У меня екнуло сердце.
— И что они сказали?
— Дедушка почти ничего. Он просто заплакал, когда услышал мой голос. Потом бабушка Фокс забрала у него трубку. Она такая хорошая. Такая милая. Она сказала, что надеется повидаться с тобой. Ты к ним зайдешь?
— Когда у меня будет время, солнышко, — ответил я. — Это не так просто, Ли. Дедушка Фокс не слишком меня любит. И никогда не любил.
— Он сказал, что у них есть законное право видеться со мной.
— Родная, я тебе еще многого не рассказал.
— Но расскажешь?
— Как только мы снова будем вместе. Как только что-то прояснится с моей мамой.
— Я нашла в библиотеке альбом с фотографиями. Там два человека стоят возле реки. Это родители моей мамы? Это дедушка и бабушка?
— Я знаю эту фотографию, — сказал я. — Да.
— Они кажутся такими добрыми.
— Да, вот именно что кажутся.
— А еще раньше звонила Марта, — сообщила Ли. — Она боялась, ты рассердишься, что она дала наш телефон своим родителям.
— Да уж, это не сделало меня самым счастливым человеком на земле, — отозвался я. — Но похоже, в этом месяце нас затянуло в семейный водоворот. Что-то назревает. А когда что-то назревает, то с приливной волной уже не поспоришь.
— А обо мне кто-нибудь спрашивал? Они хотят меня видеть?
— Они все страшно хотят тебя видеть, — сказал я. — А уж я-то как по тебе соскучился! — Тут я поднял глаза и увидел рядом с собой Дюпри, Далласа и Ти.
— Можно нам поздороваться с нашей племянницей? — спросил Дюпри. — Мы недолго. Просто поприветствуем от имени семьи, — добавил Дюпри и взял трубку: — Привет, Ли. Это твой дядя Дюпри. Ты еще не знаешь этого, но я готов влюбиться в тебя, а ты — в меня. По правде говоря, я уже влюбился, просто послушав твой разговор с папой.
Подмигнув мне, Дюпри выслушал ответ Ли, и написанное на его лице удовольствие сказало мне, что он в полном восторге от беседы с Ли. Даллас потянулся к трубке, но Дюпри шлепнул его по руке, а потом произнес:
— Твой дядя Даллас хочет сказать тебе словечко, дорогая. Но запомни: лучший в этом жалком помете твой дядя Дюпри.

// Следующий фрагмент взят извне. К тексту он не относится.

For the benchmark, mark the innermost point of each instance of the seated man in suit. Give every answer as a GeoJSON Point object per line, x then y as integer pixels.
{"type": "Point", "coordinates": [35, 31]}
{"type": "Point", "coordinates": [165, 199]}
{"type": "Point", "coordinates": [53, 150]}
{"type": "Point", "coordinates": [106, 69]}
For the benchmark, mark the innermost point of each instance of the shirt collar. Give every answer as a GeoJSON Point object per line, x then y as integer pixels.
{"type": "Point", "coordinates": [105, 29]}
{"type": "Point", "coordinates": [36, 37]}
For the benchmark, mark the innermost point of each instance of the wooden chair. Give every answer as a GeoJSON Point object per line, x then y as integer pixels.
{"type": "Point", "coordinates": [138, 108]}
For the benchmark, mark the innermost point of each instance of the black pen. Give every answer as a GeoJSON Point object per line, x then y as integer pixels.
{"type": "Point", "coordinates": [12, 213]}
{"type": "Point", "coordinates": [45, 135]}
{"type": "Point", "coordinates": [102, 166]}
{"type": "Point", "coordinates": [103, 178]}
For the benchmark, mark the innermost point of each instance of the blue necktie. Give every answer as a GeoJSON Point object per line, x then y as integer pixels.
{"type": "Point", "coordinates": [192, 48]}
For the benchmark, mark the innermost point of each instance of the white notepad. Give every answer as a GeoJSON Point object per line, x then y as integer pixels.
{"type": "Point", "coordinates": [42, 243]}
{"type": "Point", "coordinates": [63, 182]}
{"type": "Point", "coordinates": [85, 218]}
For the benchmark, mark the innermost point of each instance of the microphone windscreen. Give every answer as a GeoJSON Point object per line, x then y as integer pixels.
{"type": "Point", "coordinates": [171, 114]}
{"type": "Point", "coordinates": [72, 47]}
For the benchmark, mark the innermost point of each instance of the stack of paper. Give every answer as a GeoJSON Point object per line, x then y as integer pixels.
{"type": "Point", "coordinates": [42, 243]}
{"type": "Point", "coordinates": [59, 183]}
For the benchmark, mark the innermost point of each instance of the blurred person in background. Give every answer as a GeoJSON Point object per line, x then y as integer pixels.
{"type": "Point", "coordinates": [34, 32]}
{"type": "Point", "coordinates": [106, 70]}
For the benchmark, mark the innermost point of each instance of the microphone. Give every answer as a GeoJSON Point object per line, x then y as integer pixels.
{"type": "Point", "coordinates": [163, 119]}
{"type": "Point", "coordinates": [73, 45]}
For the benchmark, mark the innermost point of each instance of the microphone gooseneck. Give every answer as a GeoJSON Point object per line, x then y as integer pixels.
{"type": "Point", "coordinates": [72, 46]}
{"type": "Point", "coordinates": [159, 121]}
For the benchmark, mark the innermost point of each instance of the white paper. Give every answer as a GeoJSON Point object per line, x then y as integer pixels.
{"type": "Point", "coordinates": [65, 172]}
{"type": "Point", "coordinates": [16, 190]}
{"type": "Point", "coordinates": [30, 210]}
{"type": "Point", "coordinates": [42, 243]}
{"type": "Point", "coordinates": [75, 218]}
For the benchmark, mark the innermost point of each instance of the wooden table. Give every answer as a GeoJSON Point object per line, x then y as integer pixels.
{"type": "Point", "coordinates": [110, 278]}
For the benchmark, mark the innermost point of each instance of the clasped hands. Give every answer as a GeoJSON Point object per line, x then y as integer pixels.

Потом трубкой завладел Даллас.
— Не верь ни одному его слову, Ли. Это я, твой любимый дядя Даллас. Ты полюбишь меня гораздо больше, чем Дюпри, потому что я веселее, красивее и у меня гораздо больше денег. А еще у меня есть двое ребятишек, с которыми ты сможешь играть, и я каждый день буду закармливать тебя мороженым. Ну вот, мой брат Ти вырывает у меня трубку… Да, мы прекрасно проведем время. Теперь о твоем дяде Ти: он весит четыреста фунтов, никогда не моется и рассказывает грязные анекдоты даже маленьким девочкам. Никто не любит Ти, поэтому ничего другого от тебя и не ждут.